Sus manos se iban moviendo. Me cogió de la punta de la nariz y la levantó de manera que pareciera el hocico de un cerdo. Gruñó detrás de mí, riéndose.

—Amo tu nariz.

Movió las manos y las colocó alrededor de mis pechos.

—De esto no vamos a hablar. Son fantásticos. Tú eres fantástica. ¿Qué es lo que no te gusta de ti? No lo entiendo.

Me daba vueltas la cabeza. Los ojos se me llenaron de lágrimas. Me miré a mí misma. Traté de ver lo que él veía.

Mis ojos. Pero si tenía los ojos de mi padre…

Las mejillas de mi padre.

Y esa asquerosa nariz de patata que yo tanto detestaba. Así de fea era. Nadie me soportaría. A la larga nadie me aguantaría porque tenía muy mal carácter. Era una mocosa. Una cría de mierda. Una maldita cría.
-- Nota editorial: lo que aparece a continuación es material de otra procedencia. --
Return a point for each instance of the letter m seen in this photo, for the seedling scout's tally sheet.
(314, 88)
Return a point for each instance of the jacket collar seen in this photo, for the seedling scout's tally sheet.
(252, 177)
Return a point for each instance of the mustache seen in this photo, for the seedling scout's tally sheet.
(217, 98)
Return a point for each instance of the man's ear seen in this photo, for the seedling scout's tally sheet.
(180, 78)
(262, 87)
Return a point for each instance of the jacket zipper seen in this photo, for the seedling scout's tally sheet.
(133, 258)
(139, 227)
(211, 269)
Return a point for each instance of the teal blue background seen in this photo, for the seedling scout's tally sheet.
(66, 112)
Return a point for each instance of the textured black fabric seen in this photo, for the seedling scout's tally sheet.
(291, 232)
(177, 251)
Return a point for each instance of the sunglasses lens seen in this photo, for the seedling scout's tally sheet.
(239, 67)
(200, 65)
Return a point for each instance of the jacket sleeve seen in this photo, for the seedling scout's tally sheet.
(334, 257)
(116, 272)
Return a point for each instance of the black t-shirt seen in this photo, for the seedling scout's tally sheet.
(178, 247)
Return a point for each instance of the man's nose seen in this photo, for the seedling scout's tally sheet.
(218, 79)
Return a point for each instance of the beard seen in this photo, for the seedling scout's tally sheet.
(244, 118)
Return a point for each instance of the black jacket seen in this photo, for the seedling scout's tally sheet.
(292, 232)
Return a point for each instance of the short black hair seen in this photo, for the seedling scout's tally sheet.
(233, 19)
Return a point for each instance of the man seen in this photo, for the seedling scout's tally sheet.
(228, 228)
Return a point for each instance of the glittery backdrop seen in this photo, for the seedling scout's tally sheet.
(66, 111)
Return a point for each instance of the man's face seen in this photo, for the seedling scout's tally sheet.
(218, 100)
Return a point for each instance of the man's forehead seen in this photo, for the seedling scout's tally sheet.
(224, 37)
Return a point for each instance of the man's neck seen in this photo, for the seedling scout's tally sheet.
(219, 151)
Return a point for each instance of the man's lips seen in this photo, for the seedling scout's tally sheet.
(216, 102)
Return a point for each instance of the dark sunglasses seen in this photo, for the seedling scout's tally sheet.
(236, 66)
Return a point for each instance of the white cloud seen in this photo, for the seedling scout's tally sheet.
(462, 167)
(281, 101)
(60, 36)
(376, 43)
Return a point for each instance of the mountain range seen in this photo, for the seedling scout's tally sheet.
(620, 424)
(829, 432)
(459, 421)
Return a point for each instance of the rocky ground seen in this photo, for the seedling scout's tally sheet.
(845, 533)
—No puedo ver nada que me guste —susurré al espejo.

Empecé a llorar. Me solté de sus brazos y me encerré en el baño hasta que se me pasó el ataque. Cuando volví a salir, él estaba esperándome sentado en una silla de la cocina.

—Alguna vez tendrás que empezar a plantearte cuál es el motivo. Y lo que tienes que hacer.

No le conté que ya sabía cuál era el motivo, y lo que tenía que hacer.